解题步骤大多数参照老师给的PPT
1.Create a classification dataset (n samples 1000, n features 10) 创建一个分类数据集(n个样本1000个,n个特征10个)
X,Y = datasets.make_classification(n_samples = 1000, n_features = 10)
2.Split the dataset using 10-fold cross validation 使用10倍交叉验证分割数据集
kf = cross_validation.KFold(len(iris.data), n_folds=10, shuffle=True)
for train_index, test_index in kf:
X_train, y_train = X[train_index], Y[train_index]
X_test, y_test = X[test_index], Y[test_index]
3.4评估交叉验证的性能
Train the algorithms
GaussianNB
SVC (possible C values [1e-02, 1e-01, 1e00, 1e01, 1e02], RBF kernel)
RandomForestClassifier (possible n estimators values [10, 100, 1000])
Evaluate the cross-validated performance
Accuracy
F1-score
AUC ROC
clf = GaussianNB()
clf.fit(X_train, y_train)
pred = clf.predict(X_test)
acc_for_NB.append(metrics.accuracy_score(y_test, pred))
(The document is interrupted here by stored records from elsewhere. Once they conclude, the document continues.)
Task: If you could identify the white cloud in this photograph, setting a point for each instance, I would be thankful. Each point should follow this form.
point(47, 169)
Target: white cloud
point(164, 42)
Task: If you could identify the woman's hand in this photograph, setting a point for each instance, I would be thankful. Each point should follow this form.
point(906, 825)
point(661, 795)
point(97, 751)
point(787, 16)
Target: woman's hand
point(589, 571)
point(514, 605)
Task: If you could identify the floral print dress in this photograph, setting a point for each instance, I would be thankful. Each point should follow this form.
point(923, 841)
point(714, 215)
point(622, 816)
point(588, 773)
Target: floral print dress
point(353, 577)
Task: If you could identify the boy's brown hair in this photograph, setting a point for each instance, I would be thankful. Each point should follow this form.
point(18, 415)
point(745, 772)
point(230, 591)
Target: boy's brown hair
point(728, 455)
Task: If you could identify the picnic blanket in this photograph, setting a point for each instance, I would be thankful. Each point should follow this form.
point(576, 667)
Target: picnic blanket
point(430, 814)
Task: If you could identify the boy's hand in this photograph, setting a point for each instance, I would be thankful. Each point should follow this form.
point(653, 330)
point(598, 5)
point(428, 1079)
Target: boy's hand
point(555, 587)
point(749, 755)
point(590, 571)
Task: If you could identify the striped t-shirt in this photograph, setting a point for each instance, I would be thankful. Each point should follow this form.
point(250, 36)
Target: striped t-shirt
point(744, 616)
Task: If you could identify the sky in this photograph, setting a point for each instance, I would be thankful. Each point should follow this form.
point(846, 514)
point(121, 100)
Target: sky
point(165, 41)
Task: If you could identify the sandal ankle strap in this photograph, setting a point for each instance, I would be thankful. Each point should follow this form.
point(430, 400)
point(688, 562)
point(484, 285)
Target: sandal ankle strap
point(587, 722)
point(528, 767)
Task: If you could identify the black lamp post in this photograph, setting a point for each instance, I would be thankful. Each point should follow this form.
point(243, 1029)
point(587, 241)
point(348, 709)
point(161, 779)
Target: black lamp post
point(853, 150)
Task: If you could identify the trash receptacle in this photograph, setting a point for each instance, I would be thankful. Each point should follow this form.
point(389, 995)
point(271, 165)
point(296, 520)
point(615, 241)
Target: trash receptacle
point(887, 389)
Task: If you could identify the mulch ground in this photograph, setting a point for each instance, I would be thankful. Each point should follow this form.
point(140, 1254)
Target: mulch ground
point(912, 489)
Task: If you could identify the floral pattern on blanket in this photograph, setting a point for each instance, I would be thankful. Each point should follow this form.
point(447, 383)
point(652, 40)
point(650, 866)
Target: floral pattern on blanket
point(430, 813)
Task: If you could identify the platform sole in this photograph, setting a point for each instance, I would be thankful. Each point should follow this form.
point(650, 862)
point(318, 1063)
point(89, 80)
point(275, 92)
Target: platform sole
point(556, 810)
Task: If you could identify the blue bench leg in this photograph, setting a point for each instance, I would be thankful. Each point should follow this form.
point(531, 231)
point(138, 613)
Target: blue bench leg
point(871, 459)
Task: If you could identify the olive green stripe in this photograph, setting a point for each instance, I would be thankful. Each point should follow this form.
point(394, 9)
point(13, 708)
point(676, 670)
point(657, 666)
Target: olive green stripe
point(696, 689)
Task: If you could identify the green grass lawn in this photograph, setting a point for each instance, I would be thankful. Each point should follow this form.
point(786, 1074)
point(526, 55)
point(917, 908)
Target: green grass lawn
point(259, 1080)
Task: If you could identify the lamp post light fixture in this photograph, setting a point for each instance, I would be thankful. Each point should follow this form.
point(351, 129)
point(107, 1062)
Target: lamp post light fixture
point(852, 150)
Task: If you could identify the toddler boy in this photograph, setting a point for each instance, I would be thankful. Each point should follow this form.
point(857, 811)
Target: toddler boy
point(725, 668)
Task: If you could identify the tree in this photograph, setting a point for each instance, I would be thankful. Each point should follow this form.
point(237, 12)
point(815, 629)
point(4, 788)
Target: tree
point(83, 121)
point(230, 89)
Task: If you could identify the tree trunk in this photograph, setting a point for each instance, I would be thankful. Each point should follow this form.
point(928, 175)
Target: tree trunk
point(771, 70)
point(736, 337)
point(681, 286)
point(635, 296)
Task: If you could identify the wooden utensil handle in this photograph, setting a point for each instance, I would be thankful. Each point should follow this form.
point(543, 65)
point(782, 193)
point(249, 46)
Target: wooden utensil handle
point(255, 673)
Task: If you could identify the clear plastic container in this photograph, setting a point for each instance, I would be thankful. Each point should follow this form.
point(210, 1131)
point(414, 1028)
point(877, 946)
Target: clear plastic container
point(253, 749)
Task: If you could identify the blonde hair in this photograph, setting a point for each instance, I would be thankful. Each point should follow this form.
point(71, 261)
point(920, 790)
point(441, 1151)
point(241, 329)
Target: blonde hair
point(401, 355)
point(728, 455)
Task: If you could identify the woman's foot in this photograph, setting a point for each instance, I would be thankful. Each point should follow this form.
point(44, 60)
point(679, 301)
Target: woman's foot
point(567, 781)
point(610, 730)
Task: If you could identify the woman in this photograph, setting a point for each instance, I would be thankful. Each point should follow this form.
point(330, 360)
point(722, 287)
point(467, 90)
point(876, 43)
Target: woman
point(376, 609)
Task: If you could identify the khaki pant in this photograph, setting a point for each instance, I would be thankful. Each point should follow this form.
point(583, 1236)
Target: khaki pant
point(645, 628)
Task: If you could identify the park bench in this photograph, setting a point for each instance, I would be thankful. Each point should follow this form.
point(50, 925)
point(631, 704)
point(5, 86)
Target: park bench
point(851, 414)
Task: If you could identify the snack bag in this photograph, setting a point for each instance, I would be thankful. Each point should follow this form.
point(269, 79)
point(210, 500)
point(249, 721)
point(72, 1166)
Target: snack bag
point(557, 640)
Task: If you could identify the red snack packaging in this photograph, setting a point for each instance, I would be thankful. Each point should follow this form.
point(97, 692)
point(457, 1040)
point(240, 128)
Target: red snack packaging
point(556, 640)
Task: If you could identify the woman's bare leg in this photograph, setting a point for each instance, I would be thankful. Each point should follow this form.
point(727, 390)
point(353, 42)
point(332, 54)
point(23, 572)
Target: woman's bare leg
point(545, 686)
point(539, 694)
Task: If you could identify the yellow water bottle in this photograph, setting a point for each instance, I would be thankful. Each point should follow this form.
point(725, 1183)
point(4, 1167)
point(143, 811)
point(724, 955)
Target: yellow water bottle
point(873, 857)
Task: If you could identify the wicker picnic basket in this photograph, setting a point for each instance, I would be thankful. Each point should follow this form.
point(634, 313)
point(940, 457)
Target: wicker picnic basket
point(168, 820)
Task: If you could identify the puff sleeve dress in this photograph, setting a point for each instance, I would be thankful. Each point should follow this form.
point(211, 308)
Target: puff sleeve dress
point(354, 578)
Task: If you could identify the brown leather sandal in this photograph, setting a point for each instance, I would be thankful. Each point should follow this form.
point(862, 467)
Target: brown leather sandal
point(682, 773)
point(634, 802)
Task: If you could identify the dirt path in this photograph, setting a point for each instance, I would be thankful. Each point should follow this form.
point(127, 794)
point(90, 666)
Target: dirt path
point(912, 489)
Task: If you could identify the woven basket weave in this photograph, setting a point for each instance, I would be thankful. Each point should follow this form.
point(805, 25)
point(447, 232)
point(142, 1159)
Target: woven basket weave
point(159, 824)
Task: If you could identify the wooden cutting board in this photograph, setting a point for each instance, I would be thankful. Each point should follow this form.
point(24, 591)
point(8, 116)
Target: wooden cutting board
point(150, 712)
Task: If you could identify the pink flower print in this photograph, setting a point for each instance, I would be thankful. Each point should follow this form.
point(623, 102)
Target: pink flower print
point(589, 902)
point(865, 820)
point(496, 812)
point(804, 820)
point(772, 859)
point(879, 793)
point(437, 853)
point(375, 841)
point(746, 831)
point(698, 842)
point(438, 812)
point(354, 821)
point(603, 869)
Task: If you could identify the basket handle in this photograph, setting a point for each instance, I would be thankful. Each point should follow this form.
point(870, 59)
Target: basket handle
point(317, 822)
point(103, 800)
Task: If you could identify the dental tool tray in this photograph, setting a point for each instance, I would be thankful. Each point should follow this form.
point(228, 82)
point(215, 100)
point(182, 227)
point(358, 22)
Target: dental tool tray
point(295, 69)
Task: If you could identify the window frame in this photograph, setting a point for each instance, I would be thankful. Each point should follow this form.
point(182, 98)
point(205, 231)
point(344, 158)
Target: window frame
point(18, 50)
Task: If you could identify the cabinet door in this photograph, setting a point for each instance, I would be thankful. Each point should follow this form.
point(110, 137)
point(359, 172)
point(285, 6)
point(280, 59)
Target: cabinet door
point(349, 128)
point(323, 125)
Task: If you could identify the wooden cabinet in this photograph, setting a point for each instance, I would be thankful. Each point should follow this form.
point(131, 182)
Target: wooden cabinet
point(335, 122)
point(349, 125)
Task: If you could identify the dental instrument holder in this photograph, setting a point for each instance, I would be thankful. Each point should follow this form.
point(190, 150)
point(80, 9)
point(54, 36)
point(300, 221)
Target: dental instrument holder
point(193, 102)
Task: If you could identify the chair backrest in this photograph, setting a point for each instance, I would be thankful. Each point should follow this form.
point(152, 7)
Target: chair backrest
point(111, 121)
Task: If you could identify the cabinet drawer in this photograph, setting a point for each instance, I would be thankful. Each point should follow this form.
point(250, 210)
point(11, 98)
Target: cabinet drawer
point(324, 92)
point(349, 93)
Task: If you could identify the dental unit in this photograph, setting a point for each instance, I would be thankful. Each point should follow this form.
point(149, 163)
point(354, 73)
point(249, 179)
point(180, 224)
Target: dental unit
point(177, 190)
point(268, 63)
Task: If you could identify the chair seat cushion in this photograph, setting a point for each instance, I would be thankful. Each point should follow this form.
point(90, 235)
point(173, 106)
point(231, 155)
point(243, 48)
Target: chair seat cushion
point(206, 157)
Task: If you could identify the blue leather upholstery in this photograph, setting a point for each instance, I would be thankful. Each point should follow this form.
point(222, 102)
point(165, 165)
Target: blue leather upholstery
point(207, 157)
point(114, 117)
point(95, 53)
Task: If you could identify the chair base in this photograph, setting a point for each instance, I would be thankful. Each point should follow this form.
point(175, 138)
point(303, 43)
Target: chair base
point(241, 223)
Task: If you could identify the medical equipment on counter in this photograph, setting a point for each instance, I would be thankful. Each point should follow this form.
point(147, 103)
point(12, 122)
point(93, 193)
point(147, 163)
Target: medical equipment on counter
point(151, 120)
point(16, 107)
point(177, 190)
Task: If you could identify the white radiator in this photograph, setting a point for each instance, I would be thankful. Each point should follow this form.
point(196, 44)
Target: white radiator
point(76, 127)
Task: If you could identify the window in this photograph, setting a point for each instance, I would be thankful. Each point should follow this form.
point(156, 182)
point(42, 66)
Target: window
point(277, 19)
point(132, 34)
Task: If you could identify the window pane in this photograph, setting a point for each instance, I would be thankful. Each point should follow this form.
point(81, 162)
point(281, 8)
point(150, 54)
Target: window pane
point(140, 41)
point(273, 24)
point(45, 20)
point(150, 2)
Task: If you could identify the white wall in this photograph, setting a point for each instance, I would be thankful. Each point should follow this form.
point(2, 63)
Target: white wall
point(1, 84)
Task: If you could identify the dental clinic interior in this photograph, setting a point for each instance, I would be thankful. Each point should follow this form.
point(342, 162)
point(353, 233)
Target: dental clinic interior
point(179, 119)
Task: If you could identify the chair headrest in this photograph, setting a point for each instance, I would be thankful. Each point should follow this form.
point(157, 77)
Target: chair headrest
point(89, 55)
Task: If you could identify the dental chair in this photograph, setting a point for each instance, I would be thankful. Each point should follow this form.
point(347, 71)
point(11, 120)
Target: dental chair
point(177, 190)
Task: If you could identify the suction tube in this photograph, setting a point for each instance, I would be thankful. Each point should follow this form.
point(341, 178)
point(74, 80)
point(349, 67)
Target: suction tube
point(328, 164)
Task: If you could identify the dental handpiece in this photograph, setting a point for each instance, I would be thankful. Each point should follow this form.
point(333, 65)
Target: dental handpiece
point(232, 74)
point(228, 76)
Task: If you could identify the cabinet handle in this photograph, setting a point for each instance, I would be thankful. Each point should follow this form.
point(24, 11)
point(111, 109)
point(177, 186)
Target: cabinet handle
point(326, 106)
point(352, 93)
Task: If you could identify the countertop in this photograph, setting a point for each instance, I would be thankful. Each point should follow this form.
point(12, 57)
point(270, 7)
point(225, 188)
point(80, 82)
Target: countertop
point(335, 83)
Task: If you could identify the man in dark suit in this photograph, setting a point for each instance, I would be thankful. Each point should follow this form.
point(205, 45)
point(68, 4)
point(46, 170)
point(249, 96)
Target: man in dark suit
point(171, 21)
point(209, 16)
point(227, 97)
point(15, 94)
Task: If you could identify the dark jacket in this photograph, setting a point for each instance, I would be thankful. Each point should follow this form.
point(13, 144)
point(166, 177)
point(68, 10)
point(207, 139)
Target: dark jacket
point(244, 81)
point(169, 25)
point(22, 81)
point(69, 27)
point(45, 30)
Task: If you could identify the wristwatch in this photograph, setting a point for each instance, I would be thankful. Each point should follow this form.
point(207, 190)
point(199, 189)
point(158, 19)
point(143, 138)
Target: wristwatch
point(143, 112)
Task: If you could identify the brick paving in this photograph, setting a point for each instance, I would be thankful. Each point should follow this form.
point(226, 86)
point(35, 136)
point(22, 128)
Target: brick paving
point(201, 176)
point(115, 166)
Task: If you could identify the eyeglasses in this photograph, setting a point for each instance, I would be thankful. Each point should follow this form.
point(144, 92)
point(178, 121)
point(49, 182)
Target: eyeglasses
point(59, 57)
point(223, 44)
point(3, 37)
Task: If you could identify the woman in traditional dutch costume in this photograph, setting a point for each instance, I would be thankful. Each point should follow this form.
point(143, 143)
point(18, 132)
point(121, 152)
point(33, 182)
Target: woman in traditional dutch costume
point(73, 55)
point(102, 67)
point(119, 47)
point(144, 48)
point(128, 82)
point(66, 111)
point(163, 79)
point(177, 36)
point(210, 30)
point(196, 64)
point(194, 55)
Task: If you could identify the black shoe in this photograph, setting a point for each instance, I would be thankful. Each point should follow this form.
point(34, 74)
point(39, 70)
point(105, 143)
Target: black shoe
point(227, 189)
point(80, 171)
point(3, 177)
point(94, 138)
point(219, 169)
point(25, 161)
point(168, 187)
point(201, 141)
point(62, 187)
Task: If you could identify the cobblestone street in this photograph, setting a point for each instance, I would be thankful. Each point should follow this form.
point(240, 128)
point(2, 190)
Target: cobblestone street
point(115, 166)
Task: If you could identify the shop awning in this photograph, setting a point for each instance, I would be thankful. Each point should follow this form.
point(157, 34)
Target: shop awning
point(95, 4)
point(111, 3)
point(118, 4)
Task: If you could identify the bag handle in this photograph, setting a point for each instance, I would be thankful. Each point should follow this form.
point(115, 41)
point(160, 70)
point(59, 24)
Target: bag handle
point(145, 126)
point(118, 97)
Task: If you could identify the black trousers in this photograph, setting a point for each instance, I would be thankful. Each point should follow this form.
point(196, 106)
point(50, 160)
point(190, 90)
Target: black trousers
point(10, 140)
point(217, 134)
f1_for_NB.append(metrics.f1_score(y_test, pred,average='micro'))
auc_for_NB.append(metrics.roc_auc_score(y_test, pred))
clf = SVC(C=1e00, kernel='rbf', gamma=0.1)
clf.fit(X_train, y_train)
pred = clf.predict(X_test)
acc_for_SVC.append(metrics.accuracy_score(y_test, pred))
f1_for_SVC.append(metrics.f1_score(y_test, pred))
auc_for_SVC.append(metrics.roc_auc_score(y_test, pred))
clf = RandomForestClassifier(n_estimators=100)
clf.fit(X_train, y_train)
pred = clf.predict(X_test)
acc_for_RFC.append(metrics.accuracy_score(y_test, pred))
f1_for_RFC.append(metrics.f1_score(y_test, pred))
auc_for_RFC.append(metrics.roc_auc_score(y_test, pred))
![](https://i-blog.csdnimg.cn/blog_migrate/0f121b2835724fd99f399d0bdda6b41c.png)
5.总结
可以看到很明显RFC评估效果最好,无论是在Accuracy 、 F1-score 还是在 AUC ROC上
而对于评估方法来说,f1-score 和AUC方法较为严格。